Capping off a mediocrity-defining three-year stretch that saw them finish ninth, ninth and eighth in the East, the Milwaukee Bucks should have entered the summer of 2013 with change as the most obvious mandate.
As in change everything.
Despite a return to the playoffs and encouraging progress from big men Larry Sanders, Ersan Ilyasova and John Henson, the Bucks had little to show for their efforts last season, as coaching upheaval and a dysfunctional locker room motivated GM John Hammond to take a flamethrower to his roster once again.
Not that any of this was terribly surprising. The trigger-happy backcourt of Monta Ellis and Brandon Jennings predictably proved incapable of lifting Milwaukee beyond the Eastern Conference’s mid-tier, while the lame duck coaching staff of Scott Skiles and later Jim Boylan struggled to manage an ill-fitting roster full of expiring contracts.
In that respect, it’s somewhat surprising that the Bucks didn’t fall apart earlier than they did, although their ability to hang around .500 for most of the season proved a curse once the February trade deadline rolled around.
Loitering at the lower end of the East’s playoff standings emboldened the Bucks to deal promising youngster Tobias Harris for free-agent-to-be J.J. Redick, a move that backfired spectacularly on the court while becoming a lightning rod for criticism of management off it. The Harris debacle was the symbolic last straw for many fans who had begrudgingly gone along with Milwaukee’s annual charge for a low playoff seed, even though the mismatched pairing of Jennings and Ellis had run its course well before that.

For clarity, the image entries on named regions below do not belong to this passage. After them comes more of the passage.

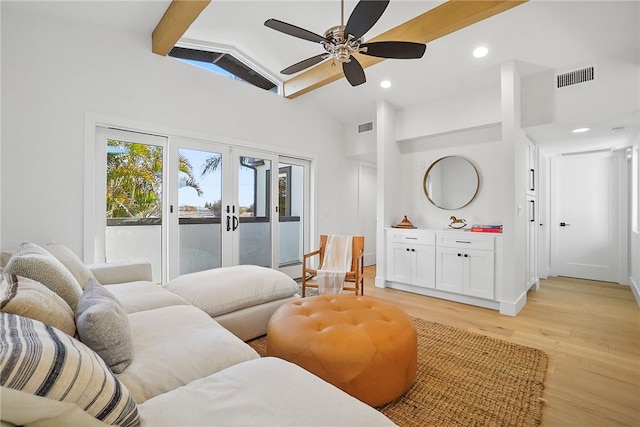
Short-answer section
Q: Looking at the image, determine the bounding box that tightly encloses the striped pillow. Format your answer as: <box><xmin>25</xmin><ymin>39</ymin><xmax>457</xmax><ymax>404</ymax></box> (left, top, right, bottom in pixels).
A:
<box><xmin>0</xmin><ymin>313</ymin><xmax>140</xmax><ymax>427</ymax></box>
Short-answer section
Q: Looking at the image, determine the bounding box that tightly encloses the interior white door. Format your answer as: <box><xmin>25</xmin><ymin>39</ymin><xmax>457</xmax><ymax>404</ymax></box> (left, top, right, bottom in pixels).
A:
<box><xmin>551</xmin><ymin>154</ymin><xmax>618</xmax><ymax>282</ymax></box>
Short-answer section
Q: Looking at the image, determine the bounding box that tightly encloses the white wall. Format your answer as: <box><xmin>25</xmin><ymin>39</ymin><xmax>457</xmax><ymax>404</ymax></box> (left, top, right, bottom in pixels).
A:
<box><xmin>396</xmin><ymin>134</ymin><xmax>504</xmax><ymax>229</ymax></box>
<box><xmin>396</xmin><ymin>86</ymin><xmax>502</xmax><ymax>141</ymax></box>
<box><xmin>629</xmin><ymin>135</ymin><xmax>640</xmax><ymax>304</ymax></box>
<box><xmin>1</xmin><ymin>2</ymin><xmax>358</xmax><ymax>254</ymax></box>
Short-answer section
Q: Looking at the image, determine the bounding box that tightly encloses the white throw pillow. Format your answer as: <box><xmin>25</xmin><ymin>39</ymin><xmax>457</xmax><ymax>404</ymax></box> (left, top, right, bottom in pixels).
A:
<box><xmin>76</xmin><ymin>279</ymin><xmax>133</xmax><ymax>374</ymax></box>
<box><xmin>4</xmin><ymin>242</ymin><xmax>82</xmax><ymax>311</ymax></box>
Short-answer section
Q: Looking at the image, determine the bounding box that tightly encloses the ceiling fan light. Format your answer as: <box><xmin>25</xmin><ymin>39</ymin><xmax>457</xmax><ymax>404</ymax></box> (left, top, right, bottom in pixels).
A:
<box><xmin>473</xmin><ymin>46</ymin><xmax>489</xmax><ymax>58</ymax></box>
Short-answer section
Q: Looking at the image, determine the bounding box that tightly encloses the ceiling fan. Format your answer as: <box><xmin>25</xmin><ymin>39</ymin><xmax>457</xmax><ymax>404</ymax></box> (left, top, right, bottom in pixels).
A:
<box><xmin>264</xmin><ymin>0</ymin><xmax>427</xmax><ymax>86</ymax></box>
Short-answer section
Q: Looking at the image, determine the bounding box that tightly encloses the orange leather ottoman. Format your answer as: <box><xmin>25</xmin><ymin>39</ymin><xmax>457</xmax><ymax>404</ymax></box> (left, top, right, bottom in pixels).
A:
<box><xmin>267</xmin><ymin>295</ymin><xmax>418</xmax><ymax>406</ymax></box>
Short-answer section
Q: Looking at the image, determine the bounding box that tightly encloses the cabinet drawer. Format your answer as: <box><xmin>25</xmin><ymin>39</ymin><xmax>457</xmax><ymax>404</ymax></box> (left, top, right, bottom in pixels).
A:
<box><xmin>388</xmin><ymin>229</ymin><xmax>436</xmax><ymax>246</ymax></box>
<box><xmin>437</xmin><ymin>233</ymin><xmax>495</xmax><ymax>251</ymax></box>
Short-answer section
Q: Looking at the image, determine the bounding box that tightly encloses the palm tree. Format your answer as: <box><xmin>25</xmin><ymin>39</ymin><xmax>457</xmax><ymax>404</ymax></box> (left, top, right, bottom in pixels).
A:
<box><xmin>107</xmin><ymin>140</ymin><xmax>202</xmax><ymax>218</ymax></box>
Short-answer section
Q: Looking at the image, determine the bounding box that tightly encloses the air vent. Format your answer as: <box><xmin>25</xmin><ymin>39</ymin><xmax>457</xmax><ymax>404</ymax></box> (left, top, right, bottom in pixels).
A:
<box><xmin>358</xmin><ymin>122</ymin><xmax>373</xmax><ymax>133</ymax></box>
<box><xmin>556</xmin><ymin>66</ymin><xmax>596</xmax><ymax>89</ymax></box>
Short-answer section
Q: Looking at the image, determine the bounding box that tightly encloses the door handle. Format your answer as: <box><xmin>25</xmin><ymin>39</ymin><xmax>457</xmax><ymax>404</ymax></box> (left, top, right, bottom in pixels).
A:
<box><xmin>529</xmin><ymin>200</ymin><xmax>536</xmax><ymax>222</ymax></box>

Fast forward four long and sometimes confusing months after their blowout first-round loss to Miami, and Hammond and Co. have a reinvented roster better suited for a chance at long-term competitiveness, although the dissonant compete-while-rebuilding philosophy remains largely intact. The arrival of no-nonsense coach Larry Drew from Atlanta likely had a fair bit to do with the summer makeover, as the unsuccessful pursuit of Drew’s protégé Jeff Teague laid the groundwork for Jennings’ eventual sign-and-trade to Detroit for Brandon Knight and Khris Middleton.
All told, 11 of the 15 players Milwaukee fielded last season are gone, with only the young frontcourt of Sanders (24), Ilyasova (26), Henson (22) and Ekpe Udoh (26) returning. Ellis, Jennings, Redick and the perennially underrated Mike Dunleavy are among the departed, with a more budget-friendly mix of youngsters (Knight, Middleton, rookies Giannis Antetokounmpo and Nate Wolters) and veterans (O.J. Mayo, Caron Butler, Zaza Pachulia, Gary Neal, Luke Ridnour, Carlos Delfino) brought in to replace them.
So what are the key themes to keep an eye on for this season’s Bucks?
1. The challenge of the competitive rebuild. Owner Herb Kohl’s annual mandate for a competitive roster has made a true rebuild little more than fantasy for most Bucks fans, as the Bucks continue to attempt the difficult balance between developing young players and retaining cap flexibility without going into a full rebuild.
New assistant GM David Morway saw that model could work during his tenure as GM in Indiana, but it has been a rough three years in Milwaukee since the false promise of the team’s 46-win season in 2010. So while the Bucks were wise (and perhaps lucky) to spend their summer moving on from the Jennings/Ellis era and refocusing on their promising young frontcourt, the decision to spend $16 million on a backup center in Pachulia while also shelling out $24 million for Mayo reasserted the weird and at times contradictory dynamics of their overall plan.
The Bucks are hoping that the veteran additions help keep them respectable on the court in the short term without impinging on long-term cap flexibility. The theory goes that they will also help mentor young players such as Knight, Henson and Antetokounmpo.
The downside is that the Bucks may not have the long-term base of talent to evolve into a top-four team in the East, and puttering around the middle of the playoff pack will make it harder to find a serious talent upgrade via the draft. Either way, the Bucks will try to win as many games as they can this season, even if their relative youth and lack of veteran star power makes that an uphill battle.
Whether all that will help the Bucks eventually escape the black hole of the NBA’s no-man’s land is unclear. With Detroit, Washington, Cleveland and Toronto all expected to climb the East standings, a return to the late lottery seems likely unless the young pieces make major strides. And is all of that preferable to betting more heavily on youngsters, taking your lumps and reloading with a high lottery pick in the loaded 2014 draft? We know where Kohl stands on the matter, and for now that’s all that matters.
2. Sanders in the spotlight. Larry Sanders was the team’s breakout star a season ago, strong-arming the title of Milwaukee’s most indispensable player away from the shot-chucking duo of Ellis and Jennings. His evolution from foul-plagued fan favorite to double-double machine justifiably earned him a $44 million extension over the summer, and along with it increased responsibility as a team leader and de facto face of the franchise.